À l'occasion d'une exposition singulière, l'artiste Romuald Jandolo dévoile ses cagoules à facettes, des œuvres qui interrogent la notion d'identité et le rapport à la nuit. Ces pièces, à la croisée de l'artisanat et de l'art contemporain, sont le fruit d'un travail minutieux de couture et de réflexion.
Un travail artisanal et symbolique
Chaque cagoule est confectionnée à la main, avec des matériaux soigneusement choisis. Les facettes, souvent en tissu ou en cuir, créent des jeux de lumière et d'ombre, évoquant la fragmentation de l'identité dans l'obscurité. Jandolo explique que ces œuvres sont nées d'une volonté de "recoudre la nuit", de donner une forme tangible à ce qui est invisible et protéiforme.
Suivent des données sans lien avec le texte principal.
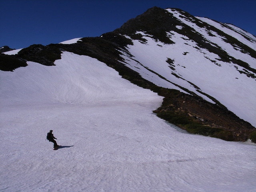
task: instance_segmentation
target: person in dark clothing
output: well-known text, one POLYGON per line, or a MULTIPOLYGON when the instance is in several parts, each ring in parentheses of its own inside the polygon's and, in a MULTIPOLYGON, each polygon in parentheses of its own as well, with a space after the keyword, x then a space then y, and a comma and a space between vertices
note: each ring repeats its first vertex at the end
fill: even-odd
POLYGON ((58 145, 57 144, 57 142, 54 140, 54 139, 57 139, 57 138, 55 138, 52 134, 52 130, 50 130, 50 132, 47 133, 47 137, 46 138, 50 142, 52 142, 54 144, 53 147, 54 148, 57 147, 58 145))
Une réflexion sur l'anonymat
La cagoule, souvent associée à l'anonymat ou à la dissimulation, devient ici un objet esthétique et poétique. L'artiste explore comment le vêtement peut à la fois cacher et révéler, protège et expose. Les facettes, comme des miroirs brisés, renvoient une image fragmentée de celui qui la porte, invitant le spectateur à une introspection.
L'exposition
L'exposition, intitulée "Recoudre la nuit", se tient dans une galerie parisienne. Elle présente une série de cagoules, chacune unique, ainsi que des installations qui prolongent cette réflexion. Le public est invité à déambuler parmi ces œuvres, à toucher du regard les textures et à se laisser envelopper par l'atmosphère crépusculaire.
Romuald Jandolo, dont le travail mêle art textile et sculpture, est reconnu pour sa capacité à transformer des objets du quotidien en pièces d'art chargées de sens. Avec cette exposition, il confirme son talent à faire dialoguer tradition artisanale et questionnements contemporains.